After a tour of the winery’s inner workings, we ended up in the upstairs Board Room, where we tasted through much of the current Hester Creek line-up:

  • 2008 Trebbiano ($18.99) – this really surprised me. I didn’t expect to like it, but I did. A lot. It’s the perfect light summer aperitif wine that has enough zippy citrus acidity to stand up to olives and other light fare. I’ve since bought a bottle to enjoy at home. 4 stars
  • 2008 Pinot Blanc ($15.99) – another solid white. This food-friendly PB has really nice acidity to its peach, melon and apple flavours. 3.5 – 4 stars
  • 2008 Semillon/Chardonnay ($15.99) – this 50/50 blend offers up better than expected flavours of grapefruit, melon, apple and honey. It had a nice long mineral-edged finish. 3.5 stars
  • 2008 Merlot ($16.99) – soft tannins edged the ripe red cherry/berry fruit. 3.5 stars
  • 2006 Reserve Merlot ($25.99) – see the notes above…
  • 2006 Reserve Cabernet Franc ($25.99) – this proved to be my favourite of the reds we tasted. The nose had an herbal edge to the coffee, leather and dark cherry aromas. A sip showed ripe cherry, earth, dark chocolate and firm tannins to the herbal finish. I’ve since had another chance to taste it and liked it both times. 4 stars
  • We also had the chance to taste the 2008 vintage of what the folks at the winery refer to as “Italian Merlot“. They currently use it for blending, but we tasted a sample of it for interest’s sake. I really liked it. I thought it was Dolcetto-like in its earthy and herbal ripe red berry nose and in its flavours which gave me ripe and earthy red berry fruit with a long and mineral and pepper-edged finish. 4 stars

After the more formal tasting in the Board Room, a few of us were joined by wine-maker, Rob Summers at the counter in the tasting room. He started opening bottles (and boxes) for us to try. He’s an enthusiastic guy – and that rubs off. He wanted to share with us what he had been up to at the winery. It was cool to taste the difference between the 2005 Reserve Cabernet Sauvignon, made by wine-making consultant Eric von Krosigk and the 2006, made by Rob. The 2005 was extremely vegetal. The 2006 had a much fruitier edge. Having said that, they’ll no longer be making a single-varietal Cabernet Sauvignon. Instead, those grapes will be used for blending.

All in all, I was quite impressed. It had been years since I had tried a wine from Hester Creek – and there was a reason for that. I hadn’t liked the wine that had come from there. Not so any more. With the new facilities and plantings, it’s now up to the wine-making team to run with it and show what they can do. Fortunately, from what I tasted, they’re well on their way.

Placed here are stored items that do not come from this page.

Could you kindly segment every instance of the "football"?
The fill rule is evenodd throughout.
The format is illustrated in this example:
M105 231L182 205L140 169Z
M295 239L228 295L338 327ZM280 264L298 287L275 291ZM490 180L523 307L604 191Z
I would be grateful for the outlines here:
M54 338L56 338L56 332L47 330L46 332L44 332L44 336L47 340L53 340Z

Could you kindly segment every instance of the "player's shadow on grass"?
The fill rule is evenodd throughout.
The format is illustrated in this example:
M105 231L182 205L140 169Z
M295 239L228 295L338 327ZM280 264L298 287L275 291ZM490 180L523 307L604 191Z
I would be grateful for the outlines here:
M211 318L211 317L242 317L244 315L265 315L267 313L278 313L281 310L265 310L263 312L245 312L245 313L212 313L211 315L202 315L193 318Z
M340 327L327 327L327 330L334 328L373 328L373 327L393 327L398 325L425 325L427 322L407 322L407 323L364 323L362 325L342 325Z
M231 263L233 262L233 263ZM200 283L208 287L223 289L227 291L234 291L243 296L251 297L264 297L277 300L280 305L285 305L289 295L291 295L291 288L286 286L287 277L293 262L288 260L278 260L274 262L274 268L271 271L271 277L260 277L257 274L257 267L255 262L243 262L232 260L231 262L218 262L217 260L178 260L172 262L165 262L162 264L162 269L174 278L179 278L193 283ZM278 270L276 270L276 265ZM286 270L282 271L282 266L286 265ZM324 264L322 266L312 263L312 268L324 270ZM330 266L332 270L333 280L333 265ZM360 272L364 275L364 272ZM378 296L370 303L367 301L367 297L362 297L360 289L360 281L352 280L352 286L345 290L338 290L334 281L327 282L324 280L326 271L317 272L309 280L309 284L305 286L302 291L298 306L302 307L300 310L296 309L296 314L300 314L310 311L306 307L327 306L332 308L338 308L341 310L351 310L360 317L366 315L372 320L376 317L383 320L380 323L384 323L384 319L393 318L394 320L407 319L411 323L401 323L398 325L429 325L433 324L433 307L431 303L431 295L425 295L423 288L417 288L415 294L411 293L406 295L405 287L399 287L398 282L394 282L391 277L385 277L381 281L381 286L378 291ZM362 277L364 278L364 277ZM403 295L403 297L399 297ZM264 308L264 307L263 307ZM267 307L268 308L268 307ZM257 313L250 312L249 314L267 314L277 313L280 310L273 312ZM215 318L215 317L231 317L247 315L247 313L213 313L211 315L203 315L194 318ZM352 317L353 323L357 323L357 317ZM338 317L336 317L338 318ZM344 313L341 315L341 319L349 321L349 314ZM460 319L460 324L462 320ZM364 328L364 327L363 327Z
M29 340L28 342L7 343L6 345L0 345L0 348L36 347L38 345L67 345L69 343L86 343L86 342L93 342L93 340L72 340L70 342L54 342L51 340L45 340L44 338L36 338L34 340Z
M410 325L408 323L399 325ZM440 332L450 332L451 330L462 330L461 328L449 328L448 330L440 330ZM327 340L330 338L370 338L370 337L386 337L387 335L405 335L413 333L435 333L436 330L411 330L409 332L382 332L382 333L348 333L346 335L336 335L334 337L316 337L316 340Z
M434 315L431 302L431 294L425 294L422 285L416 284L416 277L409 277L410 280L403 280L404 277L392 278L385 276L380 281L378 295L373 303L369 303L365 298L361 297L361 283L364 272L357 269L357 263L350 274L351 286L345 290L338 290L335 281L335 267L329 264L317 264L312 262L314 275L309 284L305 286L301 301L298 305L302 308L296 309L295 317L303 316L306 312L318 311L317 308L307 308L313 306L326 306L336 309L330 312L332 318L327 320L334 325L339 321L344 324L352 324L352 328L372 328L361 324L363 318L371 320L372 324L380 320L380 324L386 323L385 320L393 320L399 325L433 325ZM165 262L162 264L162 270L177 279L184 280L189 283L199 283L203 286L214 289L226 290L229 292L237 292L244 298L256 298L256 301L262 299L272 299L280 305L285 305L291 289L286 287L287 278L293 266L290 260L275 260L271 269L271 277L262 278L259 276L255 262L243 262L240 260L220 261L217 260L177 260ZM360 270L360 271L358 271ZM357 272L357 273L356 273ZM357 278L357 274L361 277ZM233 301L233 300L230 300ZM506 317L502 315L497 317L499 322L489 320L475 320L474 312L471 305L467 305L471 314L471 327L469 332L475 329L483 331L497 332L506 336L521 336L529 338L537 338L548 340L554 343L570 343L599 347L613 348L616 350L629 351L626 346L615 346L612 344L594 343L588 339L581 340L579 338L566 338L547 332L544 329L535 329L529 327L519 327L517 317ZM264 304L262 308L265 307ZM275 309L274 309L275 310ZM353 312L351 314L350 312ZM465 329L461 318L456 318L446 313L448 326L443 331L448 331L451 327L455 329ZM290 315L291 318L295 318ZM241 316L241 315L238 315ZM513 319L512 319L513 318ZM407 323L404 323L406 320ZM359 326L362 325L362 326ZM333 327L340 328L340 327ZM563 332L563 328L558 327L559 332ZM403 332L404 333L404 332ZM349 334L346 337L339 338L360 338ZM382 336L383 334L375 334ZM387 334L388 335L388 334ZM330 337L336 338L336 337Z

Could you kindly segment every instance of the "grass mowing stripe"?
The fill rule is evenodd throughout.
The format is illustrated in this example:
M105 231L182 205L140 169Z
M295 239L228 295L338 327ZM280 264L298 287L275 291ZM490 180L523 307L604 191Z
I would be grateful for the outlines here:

If what they’re trying to do is position themselves as a value winery with approachable wines for the everyday consumer, I’d have to say that they’re hitting the mark. The wines are not necessarily ones that you would choose to sit in your cellar, but they are very affordable and approachable wines to drink today.

They definitely sit on some good land and from what I heard last Wednesday, could be aiming at the higher market some time in the near future with a smaller production Reserve wine… and let’s hope that wine-maker Rob Summers makes that happen. It would be fun to see what they could do with the resources they have.